Après l’enthousiasme du premier « Matrix », les partis pris des deux réalisateurs ont dérouté, jusqu’à ce qu’ils s’aliènent une partie des fans de la première heure. Le défaut des Wachowski est en effet de rejeter constamment le public de sa zone de confort : la Matrice n’est pas un grand méchant mais un organisme où deux espèces vivent en symbiose, « Speed Racer » est un film pour enfants poussant très loin les expérimentations graphiques et l’hybridation du medium, « Cloud Atlas » est une symphonie, « Jupiter Ascending » est autant un conte qu’un space opera. Et bien que tous ces films soient viscéralement estampillés Wachowski, tous traversés par les même obsessions, les mêmes thématiques, les mêmes lignes de force, ils peinent à convaincre tant leur forme déjoue les attentes du public.
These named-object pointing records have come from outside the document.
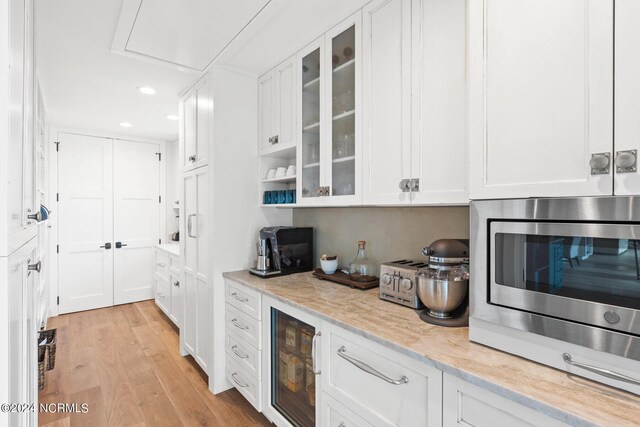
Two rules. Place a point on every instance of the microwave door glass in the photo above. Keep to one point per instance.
(577, 267)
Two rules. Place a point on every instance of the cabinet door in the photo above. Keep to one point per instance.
(439, 153)
(204, 121)
(386, 102)
(285, 75)
(627, 98)
(343, 154)
(188, 131)
(310, 128)
(540, 97)
(267, 111)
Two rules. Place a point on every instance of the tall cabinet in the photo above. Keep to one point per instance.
(196, 108)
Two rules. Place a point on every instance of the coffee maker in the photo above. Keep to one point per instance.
(284, 250)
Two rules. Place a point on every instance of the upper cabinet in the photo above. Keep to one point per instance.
(196, 109)
(277, 116)
(541, 97)
(328, 132)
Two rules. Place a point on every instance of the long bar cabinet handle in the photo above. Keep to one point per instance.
(342, 352)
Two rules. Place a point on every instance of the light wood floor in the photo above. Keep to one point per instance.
(124, 361)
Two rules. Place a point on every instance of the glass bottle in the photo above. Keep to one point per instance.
(362, 269)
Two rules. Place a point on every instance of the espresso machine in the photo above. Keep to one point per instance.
(284, 250)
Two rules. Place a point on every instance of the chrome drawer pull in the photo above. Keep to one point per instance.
(601, 371)
(368, 369)
(235, 295)
(235, 379)
(234, 348)
(238, 325)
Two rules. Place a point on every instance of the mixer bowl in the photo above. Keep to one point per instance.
(441, 296)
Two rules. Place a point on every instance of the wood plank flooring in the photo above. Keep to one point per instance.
(124, 362)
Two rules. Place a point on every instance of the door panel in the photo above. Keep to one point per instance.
(136, 178)
(541, 97)
(85, 222)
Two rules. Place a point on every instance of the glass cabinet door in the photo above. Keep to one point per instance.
(311, 123)
(343, 112)
(292, 377)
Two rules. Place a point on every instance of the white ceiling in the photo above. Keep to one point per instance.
(86, 86)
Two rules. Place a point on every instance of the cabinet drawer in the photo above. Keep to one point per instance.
(374, 380)
(245, 326)
(247, 385)
(465, 404)
(244, 299)
(335, 414)
(245, 355)
(162, 264)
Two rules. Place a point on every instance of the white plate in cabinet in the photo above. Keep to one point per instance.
(245, 326)
(247, 385)
(378, 384)
(245, 355)
(465, 404)
(335, 414)
(245, 300)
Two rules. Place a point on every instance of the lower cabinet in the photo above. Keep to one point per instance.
(300, 370)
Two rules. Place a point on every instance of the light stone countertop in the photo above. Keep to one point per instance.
(570, 399)
(172, 248)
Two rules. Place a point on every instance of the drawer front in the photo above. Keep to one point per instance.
(245, 355)
(245, 383)
(334, 414)
(245, 299)
(468, 405)
(371, 379)
(174, 265)
(162, 264)
(243, 325)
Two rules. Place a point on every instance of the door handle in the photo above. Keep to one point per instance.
(190, 225)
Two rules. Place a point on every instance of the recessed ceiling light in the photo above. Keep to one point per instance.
(147, 90)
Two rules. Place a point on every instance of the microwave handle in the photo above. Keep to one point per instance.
(601, 371)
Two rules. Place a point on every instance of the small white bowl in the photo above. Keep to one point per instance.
(329, 266)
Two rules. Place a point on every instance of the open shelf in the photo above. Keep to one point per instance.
(281, 180)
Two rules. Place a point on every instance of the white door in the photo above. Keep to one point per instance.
(85, 222)
(540, 97)
(386, 33)
(627, 99)
(136, 218)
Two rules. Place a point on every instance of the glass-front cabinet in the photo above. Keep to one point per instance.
(292, 360)
(329, 129)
Pour mémoire, M. Night Shyamalan a connu une fortune similaire. Après avoir convaincu sur « Sixième Sens », il aura passé le reste de sa filmo à tenter de prouver au monde entier qu’il n’était pas un réalisateur de films à twists : « Incassable » est tout du long on ne peut plus explicite sur la nature des différents protagonistes, « Signes » joue sur le caractère trouble d’une sorte de prophétie comme deus ex machina dans sa conclusion, tout comme « La Jeune Fille de l’Eau », « Le Village » contient un pseudo twist que Shyamalan désamorce à mi-parcours comme un pied de nez aux attentes de son public, « Phénomènes » ne contient rien qui puisse s’apparenter à un twist. Et au final, parce qu’une partie du public attendait une structure aussi roublarde que « Sixième Sens » dans chacune de ses productions, elle s’est trouvée déçue que la formule ne soit pas reproductible à son envie. Shyamalan a fini par s’épuiser et à abandonner l’exigence structurelle et formelle de ses premières œuvres pour n’accepter que des films de commande type « Le Dernier Maître de l’Air » ou  »  » (il y a même une époque où il disait partout qu’il voulait réaliser un « Twilight »…).

Si les Wachos devaient suivre le même chemin, ce serait particulièrement triste. En attendant, ce qui est sûr c’est que « Jupiter Ascending » sera leur dernière grosse production avant un sacré bout de temps. Celui de restaurer la confiance des studios ou de trouver une tête brûlée désirant capitaliser sur leur capacité constante d’innovation, leur imagination prolifique et leur admirable sens du mixage culturel.